Mike Jay writes:
De Quincey’s failure to break the addiction, Robert Morrison suggests, lay to some extent in the alcohol content of his laudanum: in his periods of heavy dependency, it must have amounted to a bottle or two of strong spirits a day, and accounted for many of the pains he suffered when he tried to give up (in this regard, the opium-eater had better prospects than the opium-drinker). But Morrison also argues convincingly that De Quincey’s addiction can be seen to serve a purpose. He was, in modern terms, a high-functioning addict: the drug enabled him to cope with the self-inflicted stresses of debt, illness and overwork; to persist in a chaotic hand-to-mouth existence and ignore his paternal responsibilities; to play the perpetual victim and indulge an endless drama of persecution.

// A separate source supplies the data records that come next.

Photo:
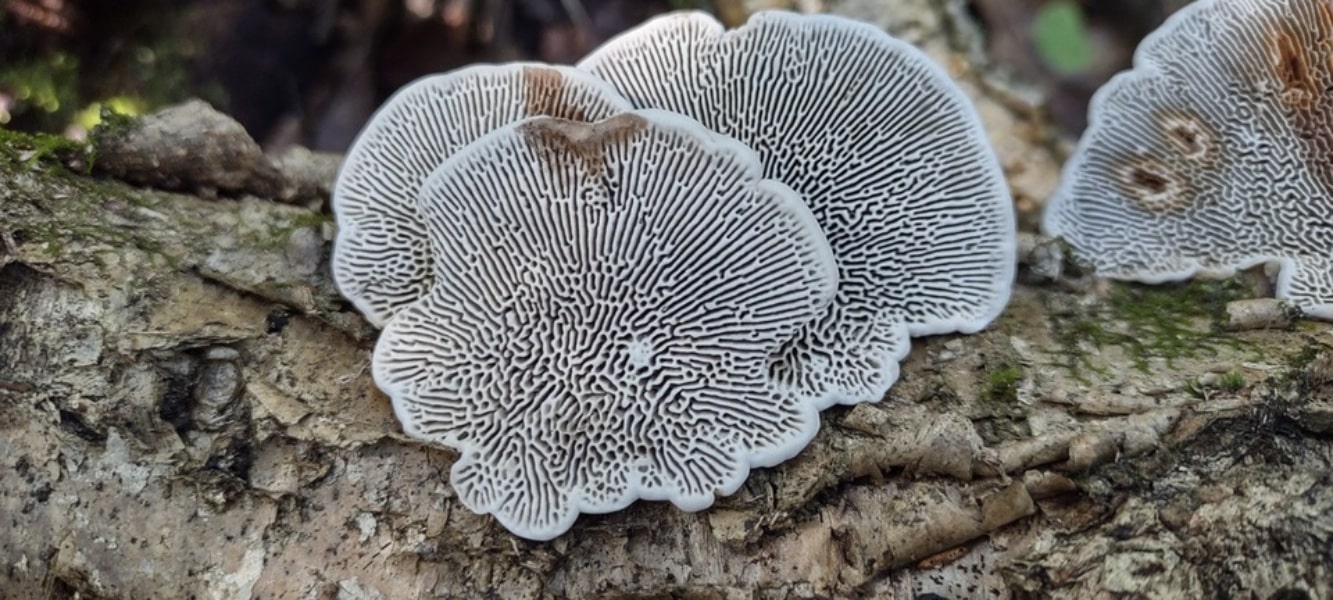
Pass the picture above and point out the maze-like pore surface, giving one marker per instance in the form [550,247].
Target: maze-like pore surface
[884,148]
[381,259]
[1213,154]
[605,306]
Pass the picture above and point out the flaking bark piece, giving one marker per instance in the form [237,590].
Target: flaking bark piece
[381,259]
[1213,152]
[187,147]
[607,300]
[885,150]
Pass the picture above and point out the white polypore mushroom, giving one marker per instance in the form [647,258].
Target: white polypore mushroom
[1213,152]
[605,304]
[884,148]
[381,259]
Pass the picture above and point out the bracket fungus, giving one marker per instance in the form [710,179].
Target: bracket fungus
[1213,152]
[381,259]
[885,150]
[600,332]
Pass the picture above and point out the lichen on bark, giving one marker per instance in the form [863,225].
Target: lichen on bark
[185,410]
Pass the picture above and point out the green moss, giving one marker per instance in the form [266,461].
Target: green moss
[1232,382]
[1149,322]
[1003,384]
[29,151]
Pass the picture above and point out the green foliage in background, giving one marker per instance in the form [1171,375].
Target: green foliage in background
[1060,34]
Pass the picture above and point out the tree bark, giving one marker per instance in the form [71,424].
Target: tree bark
[185,410]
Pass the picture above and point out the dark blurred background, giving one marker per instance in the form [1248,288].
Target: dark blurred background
[309,72]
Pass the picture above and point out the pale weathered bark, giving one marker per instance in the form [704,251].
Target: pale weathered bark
[185,410]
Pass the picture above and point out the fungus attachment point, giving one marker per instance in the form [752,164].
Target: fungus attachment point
[884,148]
[1213,152]
[584,351]
[381,259]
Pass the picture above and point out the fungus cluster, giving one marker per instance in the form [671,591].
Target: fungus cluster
[1213,152]
[643,278]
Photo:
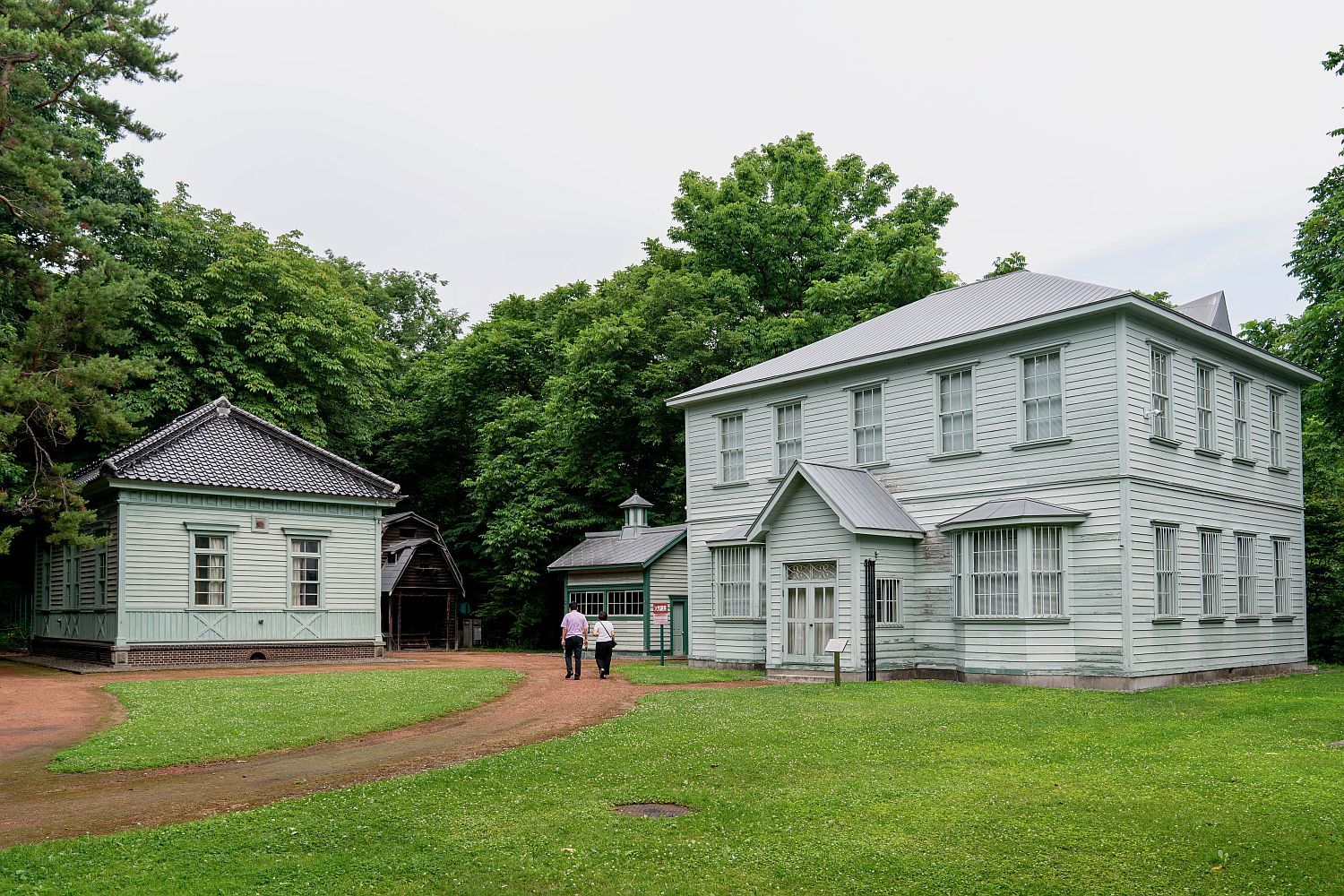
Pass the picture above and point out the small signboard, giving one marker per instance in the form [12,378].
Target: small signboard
[661,613]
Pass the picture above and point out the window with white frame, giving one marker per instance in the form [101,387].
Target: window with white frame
[1042,397]
[99,578]
[956,411]
[625,603]
[1047,571]
[1210,573]
[739,582]
[1160,406]
[1011,571]
[1164,567]
[867,425]
[889,600]
[306,573]
[1276,427]
[1281,581]
[210,570]
[1246,575]
[1206,402]
[1242,417]
[788,435]
[731,463]
[590,602]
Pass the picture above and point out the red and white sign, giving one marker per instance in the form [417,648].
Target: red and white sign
[661,613]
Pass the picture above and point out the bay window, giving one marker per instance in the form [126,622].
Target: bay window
[1010,571]
[739,582]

Many of the tendencies that came to characterise his addiction were present long before opium entered the equation. From the age of seven he had hopelessly overspent his book allowance, the first instance that Morrison notes of ‘the perverse logic of addiction … which demanded that he negotiate an insatiable consumption that he both craved and loathed’. Cramming every available inch of his living space with books he couldn’t afford was a habit he never renounced; by the same token, the defiant, self-sabotaging brinkmanship that had characterised his teenage adventures became his mature way of life. It drove him to Scotland, where the law protected him from imprisonment for debt, though he still spent decades dodging creditors with assumed names and false addresses, and rarely ventured far from the debtors’ sanctuary of Holyrood that offered a final recourse before jail or the street. On the rare occasions he had money, he stopped writing and lived the life of leisure he believed to be his birthright; it was his expenditure on opium that forced him back to work, along with his need for fame. The life of the Opium-Eater ensured his immortality.